Hace cuatro años, los estadounidenses
estaban tan aburridos que no se les ocurrió otra cosa que gastarnos una broma y
votar a Donald Trump como presidente del gobierno. Lo que vino luego fue que enseguida
se dieron cuenta de que había sido una broma pesada que no solo no tenía
gracia, sino que les perjudicaba a ellos más que a nosotros. Y, entonces intentaron
disimular y hacerse los sorprendidos. En primer lugar los más altos cargos de
la Casa Blanca, que se explayaron a gusto y llegaron a calificar al personaje
elegido como “un jodido idiota”, “un pasmoso ignorante”, o “un cabeza de
chorlito al que no puedes dejar solo un minuto porque sus conocimientos del
mundo no superan los de un niño de 11 o 12 años”. Nunca ningún presidente de
Estados Unidos había recibido tantas críticas, ni tan unánimes, desde la Casa
Blanca. Fue como si confesaran que la broma se les había ido de las manos y el
personaje un patán descerebrado que no alcanzaba ni para presidir una comunidad
de vecinos.
Pero, el daño ya estaba hecho. Lo
que había empezado siendo una broma, se había convertido en un problema de
Estado. Un problema que exigía una solución inmediata, que no era fácil. Los
expertos se devanaban los sesos hasta que, al final, después de darle mil
vueltas, llegaron a la conclusión de que lo mejor era utilizar el humor como
arma. El humor es un arma muy poderosa, así que la primera medida fue impartir
la consigna de que a Trump había que tomarlo a risa. Reírse de todo lo que
hiciera y dijera porque, en la Casa Blanca, no le dejarían hacer barbaridades y,
además, solo estaría cuatro años en el cargo.

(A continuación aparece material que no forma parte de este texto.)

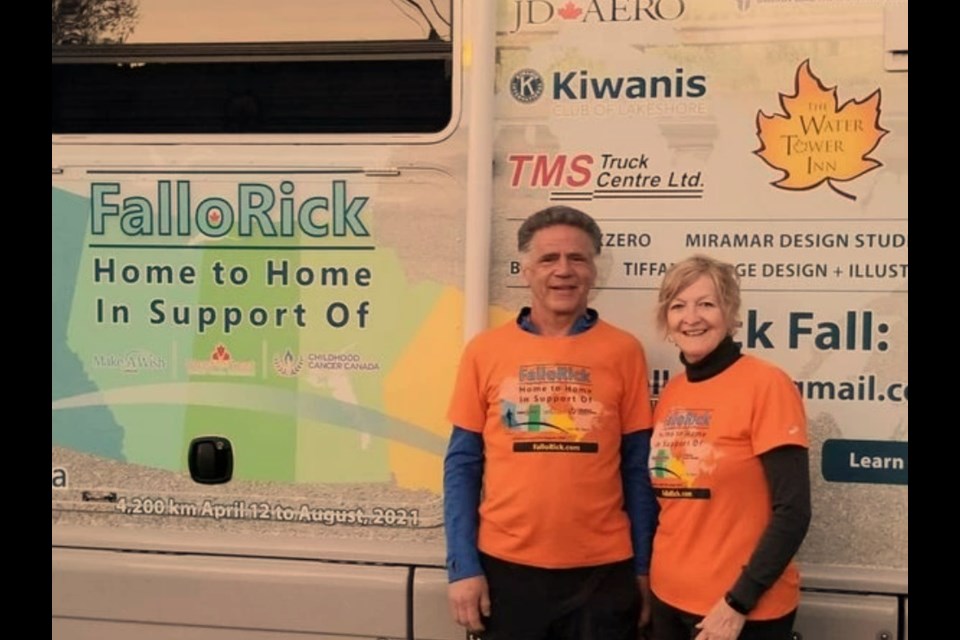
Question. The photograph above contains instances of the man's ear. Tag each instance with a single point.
(524, 270)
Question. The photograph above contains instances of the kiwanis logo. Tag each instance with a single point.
(526, 86)
(286, 364)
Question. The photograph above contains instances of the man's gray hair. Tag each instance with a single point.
(558, 215)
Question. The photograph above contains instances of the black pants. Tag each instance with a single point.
(670, 623)
(590, 603)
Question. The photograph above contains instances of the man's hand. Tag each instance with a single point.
(643, 583)
(721, 623)
(469, 599)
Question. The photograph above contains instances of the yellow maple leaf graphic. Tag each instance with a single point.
(814, 141)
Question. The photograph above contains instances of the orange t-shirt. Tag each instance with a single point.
(552, 411)
(706, 472)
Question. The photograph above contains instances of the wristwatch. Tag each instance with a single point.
(735, 604)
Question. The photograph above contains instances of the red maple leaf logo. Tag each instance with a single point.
(570, 11)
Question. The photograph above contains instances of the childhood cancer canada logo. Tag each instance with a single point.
(287, 364)
(526, 86)
(221, 363)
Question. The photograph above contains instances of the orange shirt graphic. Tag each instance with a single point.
(552, 411)
(706, 472)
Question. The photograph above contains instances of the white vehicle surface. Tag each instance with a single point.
(275, 224)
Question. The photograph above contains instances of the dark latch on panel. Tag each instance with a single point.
(211, 460)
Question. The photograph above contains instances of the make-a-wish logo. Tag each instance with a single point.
(130, 362)
(526, 86)
(538, 13)
(287, 364)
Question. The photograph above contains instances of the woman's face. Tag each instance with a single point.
(695, 320)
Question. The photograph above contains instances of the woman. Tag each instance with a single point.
(729, 465)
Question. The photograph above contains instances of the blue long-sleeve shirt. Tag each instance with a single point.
(463, 480)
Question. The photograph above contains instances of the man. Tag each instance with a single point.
(548, 509)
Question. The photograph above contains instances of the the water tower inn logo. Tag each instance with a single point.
(526, 86)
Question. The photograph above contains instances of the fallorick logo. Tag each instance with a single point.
(254, 211)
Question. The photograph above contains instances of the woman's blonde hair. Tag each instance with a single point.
(684, 273)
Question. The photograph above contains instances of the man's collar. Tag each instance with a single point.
(584, 322)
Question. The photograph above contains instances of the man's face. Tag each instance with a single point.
(559, 268)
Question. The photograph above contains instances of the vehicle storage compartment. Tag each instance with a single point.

La consigna surtió efecto. El
personaje empezó a ser tratado, por la televisión y la prensa, como el
protagonista de una película cómica. Como una especie de Míster Bean,
inofensivo, que daba más risa que miedo. Hubo, incluso, quien acogió la
consigna con tanto entusiasmo que llegó a comparar a Trump con aquel emperador
romano llamado Calígula, quien, carente de remordimientos y de sentido del
ridículo, se creía por encima del bien y del mal y llegó a nombrar senador a su
caballo Incitatus.
El caso que, entre risas y
disparates, como aquel de beber lejía para combatir el covid-19, fue
transcurriendo el tiempo y, cuatro años después, hace solo unos días, todas las
encuestas decían que los estadounidenses habían aprendido la lección y se había
acabado la broma. Que no podía ser que volvieran a elegir a Donald Trump como
presidente del gobierno. Que, si sucediera algo así, sería que medio Estados
Unidos había enloquecido o perdido el juicio. Se daba por hecho que conservaría
el apoyo de sus más fieles seguidores, pero nadie contaba, ni por asomo, con que
pudiera haber gente que diera su voto a quien le humilla y le trata con desprecio.
Se equivocaron. Las elecciones
americanas volvieron a poner de manifiesto que la estupidez humana es
impredecible y no tiene límites. Lo lógico y lo sensato, hubiera sido que Trump
perdiera por una mayoría aplastante, pero ha perdido por la mínima. De todas
maneras, alguien tendrá que decírselo porque sigue con su delirio y no acepta
que se haya acabado la broma. Acepta que lo tomen a risa, pero quiere seguir en
el cargo.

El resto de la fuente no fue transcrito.